Patch management supports patch updates for Windows and Linux devices, providing:

  • Partner- and customer-level visibility across the infrastructure to easily supervise all patch management activities.
  • Management from a central location for easy enablement, patch approval, monitoring, access, and notification.
  • Custom job scheduling for running third-party patch automation scripts.
  • Custom configuration that minimizes manual intervention.
  • Custom scripts using the Run Book Automation (RBA) feature for Windows and Linux, making RBA scripts available at the partner and customer levels for optimum control.
  • Detailed, scheduled reports showing patch metrics.

You assign devices using the resources device management assign job policies when creating a patch scan or setting up a patch configuration.

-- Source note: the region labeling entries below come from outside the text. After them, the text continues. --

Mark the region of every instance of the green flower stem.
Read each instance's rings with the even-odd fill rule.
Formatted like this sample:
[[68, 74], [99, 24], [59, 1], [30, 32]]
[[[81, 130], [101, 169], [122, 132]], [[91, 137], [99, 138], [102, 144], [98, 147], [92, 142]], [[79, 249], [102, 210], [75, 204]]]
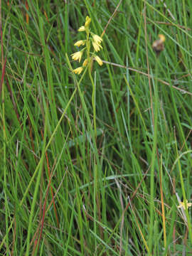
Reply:
[[92, 83], [92, 106], [93, 112], [93, 126], [94, 126], [94, 133], [95, 139], [97, 138], [97, 125], [96, 125], [96, 105], [95, 105], [95, 85], [91, 74], [91, 63], [92, 63], [92, 58], [89, 66], [89, 75]]

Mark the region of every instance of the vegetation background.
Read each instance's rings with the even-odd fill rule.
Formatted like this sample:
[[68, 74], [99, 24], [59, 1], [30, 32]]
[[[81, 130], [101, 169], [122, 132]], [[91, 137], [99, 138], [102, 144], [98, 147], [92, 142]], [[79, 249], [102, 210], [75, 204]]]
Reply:
[[[192, 255], [192, 1], [0, 6], [0, 255]], [[70, 68], [87, 16], [94, 88]]]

  • You can patch only with agents.
  • There is no patching support for the Linux gateway.
  • Auto-approval is applicable only for Windows patching. Patches must be manually approved for Linux devices.
  • There is no patching support when using third-Party applications.
  • There is no patching support with third-party integrations.

Patching concepts

Patch feed

A patch feed is a source of published patch information including all the available patch attributes. You can get a patch feed from an OS vendor, a software package provider, or a partner who manages published packages.

A typical patch feed includes the following information:

  • The patch details such as patch name, patch ID, severity, OS Version, and release date.
  • Patch rating for rated patches.
  • CVE ID, if provided.

Patch baseline

A Patch baseline can help you determine the approved patches for your resources.

Patch compliance

Patch compliance checks for compliance of selected devices or device groups against configured patch baselines. A patch compliance check job automatically computes patch compliance after every patch scan run on a device.

Patch rating

A patch rating provides a way to prioritize patch updates.

Patch Status

Patch status tracks patch status of patches in the patch configuration:

  • Installed
  • In Progress
  • Failed

The In Progress status indicates the number of in-progress patch installations that are not yet fully installed.

Patch process flow

Patch management permits you to scan, approve, configure, and install software patches before deployment. The following figure shows an example of processing a Microsoft patch list:

Patch Management Architecture

Steps 1, 2, and 3: Patch scan

The patch scan request gets the latest updates for the different Windows and Linux versions. After installing the agent, a job automatically starts that gets the list of missing patches. You create jobs to scan for the missing patches.

Step 4: Patch approval

After getting the missing patches, you approve the patches you want to install. You can manually approve patches or enable Auto-Approve to automatically approve security and critical whitelisted patches. Using a whitelist, you can approve patches globally by selecting several devices at a time. You can also rate patches.

Audit trails are recorded for all patch approvals along with patch notifications.

Steps 5 and 6: Patch configuration and installation

The approved ID list is sent to the agent for installation. Use the patch installation schedule to help set the installation time and the patch sources. Configure the patches in your devices depending on the Approval Type, Reboot Options, and Patching Schedule. Patches can be installed on demand.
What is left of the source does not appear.